Valley Road opened on December 21, 1929, along with and as the second phase of the Mattapan Line. Like Capen Street (opened in 1930) and (1931), it had not previously been the site of a railroad station. In 1932, local politicians advocated for the construction of a footbridge across the Neponset River to provide transit access to the Boston Consumptives Hospital from the station. The bridge was not built; until the Harvest River Bridge carrying the Lower Neponset River Trail was built about 0.2 miles west in 2016, there was no pedestrian crossing of the river between Mattapan Square and Central Avenue.

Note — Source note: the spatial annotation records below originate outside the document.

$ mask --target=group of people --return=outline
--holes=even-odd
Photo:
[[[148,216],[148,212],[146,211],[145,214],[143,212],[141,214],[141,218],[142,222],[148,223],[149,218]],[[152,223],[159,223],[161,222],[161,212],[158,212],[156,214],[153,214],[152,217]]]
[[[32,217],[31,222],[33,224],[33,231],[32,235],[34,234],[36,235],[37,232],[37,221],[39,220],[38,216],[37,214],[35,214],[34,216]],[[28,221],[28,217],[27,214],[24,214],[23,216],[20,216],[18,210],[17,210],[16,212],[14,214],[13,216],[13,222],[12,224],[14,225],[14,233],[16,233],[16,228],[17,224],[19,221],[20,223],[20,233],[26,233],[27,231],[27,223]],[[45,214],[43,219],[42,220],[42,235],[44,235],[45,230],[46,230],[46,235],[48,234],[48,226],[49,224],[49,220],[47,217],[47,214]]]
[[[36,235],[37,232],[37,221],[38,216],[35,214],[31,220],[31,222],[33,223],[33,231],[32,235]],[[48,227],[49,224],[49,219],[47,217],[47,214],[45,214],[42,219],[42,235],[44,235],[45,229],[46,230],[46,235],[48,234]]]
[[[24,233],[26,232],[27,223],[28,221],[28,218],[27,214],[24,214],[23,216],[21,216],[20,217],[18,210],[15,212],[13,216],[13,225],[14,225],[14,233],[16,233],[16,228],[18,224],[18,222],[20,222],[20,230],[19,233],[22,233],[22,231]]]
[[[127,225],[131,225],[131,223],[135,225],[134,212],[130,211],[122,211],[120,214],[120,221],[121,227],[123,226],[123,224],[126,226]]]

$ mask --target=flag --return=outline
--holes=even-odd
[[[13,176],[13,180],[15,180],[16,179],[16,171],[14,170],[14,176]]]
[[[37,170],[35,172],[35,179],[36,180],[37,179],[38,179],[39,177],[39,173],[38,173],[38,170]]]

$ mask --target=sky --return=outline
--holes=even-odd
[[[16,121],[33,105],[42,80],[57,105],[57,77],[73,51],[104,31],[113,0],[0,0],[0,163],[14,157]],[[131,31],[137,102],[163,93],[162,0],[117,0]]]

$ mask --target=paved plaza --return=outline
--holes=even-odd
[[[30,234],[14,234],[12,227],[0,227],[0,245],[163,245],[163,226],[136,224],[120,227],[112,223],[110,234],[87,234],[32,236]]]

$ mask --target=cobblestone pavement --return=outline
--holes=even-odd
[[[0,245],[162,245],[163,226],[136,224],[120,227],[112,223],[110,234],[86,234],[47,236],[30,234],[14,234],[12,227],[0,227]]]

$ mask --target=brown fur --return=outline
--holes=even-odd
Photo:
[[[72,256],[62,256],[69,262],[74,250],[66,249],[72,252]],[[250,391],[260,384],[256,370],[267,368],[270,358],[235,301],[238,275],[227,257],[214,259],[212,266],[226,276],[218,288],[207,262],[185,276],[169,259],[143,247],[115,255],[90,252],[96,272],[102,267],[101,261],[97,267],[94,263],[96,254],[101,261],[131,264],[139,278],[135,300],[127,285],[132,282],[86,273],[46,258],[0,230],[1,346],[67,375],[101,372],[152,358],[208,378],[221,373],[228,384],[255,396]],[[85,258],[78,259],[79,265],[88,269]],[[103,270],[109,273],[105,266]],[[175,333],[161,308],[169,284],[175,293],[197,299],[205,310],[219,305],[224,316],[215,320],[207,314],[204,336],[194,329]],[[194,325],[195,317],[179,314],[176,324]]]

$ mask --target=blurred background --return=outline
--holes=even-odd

The whole line closed from June 24, 2006, to December 22, 2007, for a complete renovation. Unlike the other stations, Valley Road was not made accessible; its position below a hillside would have required a complex set of ramps. This was deemed too expensive for the stop, which had the second-lowest ridership of any MBTA rapid transit stop in 2010 at just 44 daily riders. As part of a 2018 amendment to the settlement of Joanne Daniels-Finegold, et al. v. MBTA, the MBTA agreed to study whether and how to make the stop accessible.

The MBTA plans to convert the line to modern light rail equipment. All stations would have raised platforms for level boarding on the new vehicles; Valley Road and three other stations would be converted to island platforms. Construction cost for Valley Road station was estimated as $20.8 million – twice that of other intermediate stations on the line – in 2023.